Like Gerwig, who was credited as a co-writer on the films she made with Swanberg, Baumbach first earned notoriety in his early 20s, with the now-classic post-college comedy Kicking and Screaming. But his two follow-up films, Mr. Jealousy and Highball, were barely seen pre-DVD (after a dispute with a producer, Baumbach took his name off the latter). He slipped off the radar as a director until 2005, when The Squid and the Whale, his memoir of his Brooklyn intellectual parents' divorce, earned him an Oscar nomination for Best Original Screenplay.
If Squid reignited Baumbach's career, Greenberg finds the filmmaker at a subtler moment of transition. Margot at the Wedding was both a box-office bomb and a critical failure (Baumbach says he no longer reads reviews: "The good ones don't feel very good anyway, and the bad ones don't feel good at all"), and the company that released it, Paramount Vantage, has been absorbed by its corporate parent. Meanwhile, Baumbach has refashioned himself as a big-brother type to a number of younger filmmakers who have in turn influenced his own work.

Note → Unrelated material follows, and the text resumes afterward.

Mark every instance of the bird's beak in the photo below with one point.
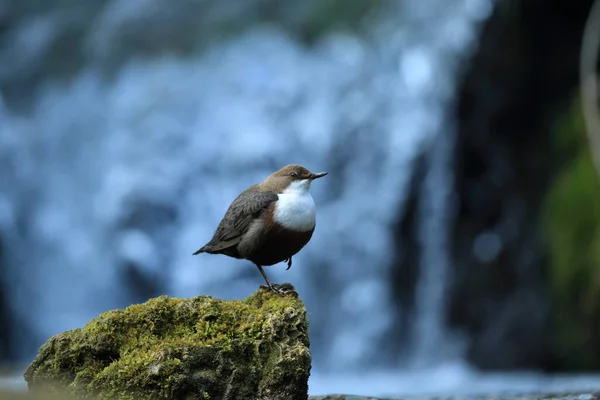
(318, 175)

It started when Baumbach mentioned in an interview that he had seen and liked Hannah Takes the Stairs. "Then Joe wrote me a note about Margot, and then we got on the phone together, and I said, 'If I could be of any help, I'll help you with whatever you want to do next, and you can do it your way.'"

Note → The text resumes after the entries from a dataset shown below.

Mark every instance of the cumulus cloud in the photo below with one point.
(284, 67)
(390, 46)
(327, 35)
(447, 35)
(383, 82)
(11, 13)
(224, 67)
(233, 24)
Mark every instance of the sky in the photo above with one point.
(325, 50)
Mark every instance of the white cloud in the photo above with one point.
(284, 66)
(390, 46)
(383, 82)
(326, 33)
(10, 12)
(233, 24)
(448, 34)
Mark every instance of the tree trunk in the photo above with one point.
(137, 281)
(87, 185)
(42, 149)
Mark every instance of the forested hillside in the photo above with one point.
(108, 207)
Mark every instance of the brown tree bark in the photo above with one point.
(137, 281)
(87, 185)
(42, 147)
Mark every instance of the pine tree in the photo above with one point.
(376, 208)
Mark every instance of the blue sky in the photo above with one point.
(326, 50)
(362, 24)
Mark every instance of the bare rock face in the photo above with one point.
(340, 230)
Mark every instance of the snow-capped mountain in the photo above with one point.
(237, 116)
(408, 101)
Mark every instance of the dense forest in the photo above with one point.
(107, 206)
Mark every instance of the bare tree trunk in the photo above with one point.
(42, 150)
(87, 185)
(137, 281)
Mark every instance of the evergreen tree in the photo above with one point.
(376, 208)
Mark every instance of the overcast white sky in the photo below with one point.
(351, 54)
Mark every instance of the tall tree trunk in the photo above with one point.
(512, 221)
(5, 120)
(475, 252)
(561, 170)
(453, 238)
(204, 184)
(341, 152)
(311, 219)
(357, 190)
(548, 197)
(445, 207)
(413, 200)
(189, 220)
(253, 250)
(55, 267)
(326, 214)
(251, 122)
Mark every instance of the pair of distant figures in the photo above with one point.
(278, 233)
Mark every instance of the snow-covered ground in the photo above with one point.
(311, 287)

The result was Alexander the Last, directed by Swanberg and produced by Baumbach. "And I had met Andrew Bujalski, and then Aaron Katz called me when he was working on his next movie," being the highly anticipated Cold Weather, premiering this week at SxSW. Baumbach smiles sheepishly as he looks for the words to describe his relationship to this younger generation of writer-directors, and ends up sounding like a character from one of their films. "I was sort of happy to be . . . of service, as the sort of mumblecore I-don't-know."
Though Baumbach and these young upstarts all technically make films independently, there's a significant gap in scale, market viability, and cultural prominence between something like Greenberg — fronted by an A-list star and released by Focus Features, a subsidiary of NBC/Universal, which paid for an absurdly fashionable hotel suite in which to house this interview — and something like Cold Weather, made for less than a million dollars, rejected by Sundance, going to SxSW in search of increasingly elusive distribution. Baumbach says he finds the casual DIY ethos of filmmakers like Katz and Swanberg "inspiring." As he sees it, it's the industry stratum he occupies that's dying — the kids will be all right.
"Focus Features is sort of a dinosaur now, so if you're in the world of specialty divisions, you have, like, two places to go. To see these guys just making movies, and their sort of [attitude] — 'Oh, yeah, you want to see it? I'll send it to you' — I found that very liberating, in a way."
With Greenberg his sixth feature as writer/director, Baumbach says he has less trouble getting movies made than he has had in the past, but there's still pressure to graduate to a higher level. "Even fairly serious moviegoers can't shake this shadow of the corporate world. They'll say things like, 'When are you gonna make a real movie?' Like that's the next thing, the thing you obviously have to do."